“A whole new world, a new fantastic point of view…” Aladdin may have been talking about his magic carpet ride, but those lyrics ring truer than ever with the emergence of location-based Virtual Reality (VR). Previously, we’ve heard much about VR for gaming, but it is also gaining popularity in education, real estate and film, as well as many other sectors.
Despite the world’s first VR cinema opening in Amsterdam last year, cinema-based VR has been a long overdue promise that has so far largely undelivered. This year, however, with the release of IMAX VR in Los Angeles, where you can explore the world of films like Star Wars and John Wick, Hollywood is finally starting to explore this huge and unique potential to captivate individuals. Marvel has confirmed ventures into the VR market – the anticipated Justice League and Aquaman movies will get virtual reality treatment from IMAX, giving viewers a fully immersive experience.
Initial plans are to fit dedicated cinemas with around 12 pods, which viewers will go into to have a short VR experience for a movie they’ve just seen. For example, after the latest Star Wars movie is released, viewers will be able to explore the Death Star in all its glory.
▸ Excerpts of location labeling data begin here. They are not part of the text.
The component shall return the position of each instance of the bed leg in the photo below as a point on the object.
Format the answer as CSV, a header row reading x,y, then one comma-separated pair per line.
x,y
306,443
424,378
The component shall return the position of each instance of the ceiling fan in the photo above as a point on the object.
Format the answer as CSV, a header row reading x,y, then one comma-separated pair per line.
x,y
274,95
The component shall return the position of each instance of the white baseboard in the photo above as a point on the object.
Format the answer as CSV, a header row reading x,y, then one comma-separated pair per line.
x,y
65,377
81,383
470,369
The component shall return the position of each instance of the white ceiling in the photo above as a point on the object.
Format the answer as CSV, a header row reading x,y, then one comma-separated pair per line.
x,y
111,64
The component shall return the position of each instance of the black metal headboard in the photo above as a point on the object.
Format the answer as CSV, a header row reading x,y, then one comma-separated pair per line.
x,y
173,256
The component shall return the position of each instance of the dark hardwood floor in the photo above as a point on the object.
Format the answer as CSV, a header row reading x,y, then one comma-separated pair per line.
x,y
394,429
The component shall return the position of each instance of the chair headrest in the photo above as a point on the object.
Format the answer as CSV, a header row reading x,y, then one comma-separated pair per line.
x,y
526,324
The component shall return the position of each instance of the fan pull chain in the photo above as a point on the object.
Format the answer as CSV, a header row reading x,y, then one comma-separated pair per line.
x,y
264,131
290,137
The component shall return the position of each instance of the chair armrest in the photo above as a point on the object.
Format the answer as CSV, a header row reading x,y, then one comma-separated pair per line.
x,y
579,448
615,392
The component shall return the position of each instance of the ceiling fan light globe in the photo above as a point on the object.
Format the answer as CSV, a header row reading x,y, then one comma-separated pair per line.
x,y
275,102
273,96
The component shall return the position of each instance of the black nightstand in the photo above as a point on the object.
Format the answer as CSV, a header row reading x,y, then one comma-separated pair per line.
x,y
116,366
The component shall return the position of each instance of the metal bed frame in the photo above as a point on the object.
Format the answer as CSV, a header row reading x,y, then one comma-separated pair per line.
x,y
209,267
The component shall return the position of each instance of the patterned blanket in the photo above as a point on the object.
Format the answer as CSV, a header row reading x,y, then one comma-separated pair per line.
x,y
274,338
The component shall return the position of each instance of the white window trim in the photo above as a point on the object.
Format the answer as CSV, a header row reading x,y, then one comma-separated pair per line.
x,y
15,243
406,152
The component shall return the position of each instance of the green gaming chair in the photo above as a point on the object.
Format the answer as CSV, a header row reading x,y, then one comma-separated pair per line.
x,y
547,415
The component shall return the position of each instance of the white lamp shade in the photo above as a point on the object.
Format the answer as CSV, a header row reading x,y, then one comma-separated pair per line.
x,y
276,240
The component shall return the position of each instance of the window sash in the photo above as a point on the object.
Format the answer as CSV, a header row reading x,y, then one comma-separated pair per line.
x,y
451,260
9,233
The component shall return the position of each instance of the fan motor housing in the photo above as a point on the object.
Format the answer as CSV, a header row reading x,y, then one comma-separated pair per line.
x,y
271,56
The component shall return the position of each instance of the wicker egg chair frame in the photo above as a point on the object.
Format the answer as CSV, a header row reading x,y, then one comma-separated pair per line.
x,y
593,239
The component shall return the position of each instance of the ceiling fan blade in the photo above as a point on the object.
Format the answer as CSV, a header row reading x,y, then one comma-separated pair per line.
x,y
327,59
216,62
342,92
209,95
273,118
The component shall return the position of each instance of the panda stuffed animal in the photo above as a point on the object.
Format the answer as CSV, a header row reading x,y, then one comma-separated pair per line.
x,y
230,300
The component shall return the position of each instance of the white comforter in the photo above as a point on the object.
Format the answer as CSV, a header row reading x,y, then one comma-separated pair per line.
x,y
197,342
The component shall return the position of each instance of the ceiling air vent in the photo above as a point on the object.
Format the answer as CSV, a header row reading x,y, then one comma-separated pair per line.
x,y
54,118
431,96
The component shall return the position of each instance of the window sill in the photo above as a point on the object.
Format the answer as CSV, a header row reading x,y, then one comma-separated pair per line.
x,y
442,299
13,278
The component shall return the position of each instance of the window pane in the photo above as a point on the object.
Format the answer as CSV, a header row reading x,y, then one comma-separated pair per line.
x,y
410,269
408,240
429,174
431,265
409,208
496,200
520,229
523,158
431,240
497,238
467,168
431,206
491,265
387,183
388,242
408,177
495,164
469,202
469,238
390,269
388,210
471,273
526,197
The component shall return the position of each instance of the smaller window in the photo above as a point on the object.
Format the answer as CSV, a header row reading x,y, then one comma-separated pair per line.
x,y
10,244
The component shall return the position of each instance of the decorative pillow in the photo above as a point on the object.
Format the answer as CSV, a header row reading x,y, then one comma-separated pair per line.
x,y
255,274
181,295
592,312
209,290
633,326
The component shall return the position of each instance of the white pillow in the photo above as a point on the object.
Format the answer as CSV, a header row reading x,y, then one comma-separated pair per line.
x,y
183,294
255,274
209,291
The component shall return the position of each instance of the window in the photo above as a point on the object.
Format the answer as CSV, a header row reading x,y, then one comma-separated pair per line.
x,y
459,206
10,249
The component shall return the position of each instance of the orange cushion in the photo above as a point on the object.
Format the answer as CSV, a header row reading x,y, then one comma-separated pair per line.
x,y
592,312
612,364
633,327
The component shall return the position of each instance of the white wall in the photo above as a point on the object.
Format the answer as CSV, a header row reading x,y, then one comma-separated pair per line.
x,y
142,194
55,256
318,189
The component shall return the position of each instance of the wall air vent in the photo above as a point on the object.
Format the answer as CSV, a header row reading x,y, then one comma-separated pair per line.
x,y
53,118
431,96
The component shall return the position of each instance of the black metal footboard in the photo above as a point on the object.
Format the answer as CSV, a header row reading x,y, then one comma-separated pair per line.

But what about a full motion-picture VR experience? If it ever happens, will viewers want it? For many, it will be a case of Narrative vs Experience. Think about it, would you watch a virtual reality Taken? Me, I wouldn’t venture further than Liam Neeson’s character, as turning away from him would lose the narrative and make it pretty underwhelming. A Harry Potter VR experience, on the other hand, could show viewers the entire world where they could practice spells and explore Hogwarts, giving them extra content they can’t get with a standard 2D film.
VR has the potential to be amazing and even teach us something. At Sundance Film Festival, viewers in Utah were brought onto the streets of Syria in a journalistic way of showing the audience news that an article or video never could.
VR is still getting used to being the new kid on the block. Right now, a lot is being promised but Hollywood understandably needs to know its viewers will want to pay for extra content. The creativity, the ideas and financial backing are all there, and eventually a movie that we seem to live through will appear and take us by storm – I am confident of that. Gaming VR is so popular as it allows players to experience a story at the same time as their peers, and Hollywood can capture this success – it just needs to create an immersive wild head trip that doesn’t lose the narrative or leave the audience confused at where to look.
Who knows, maybe a VR headset will be as iconic to the 2020s as the tape recorder was to the 1980s?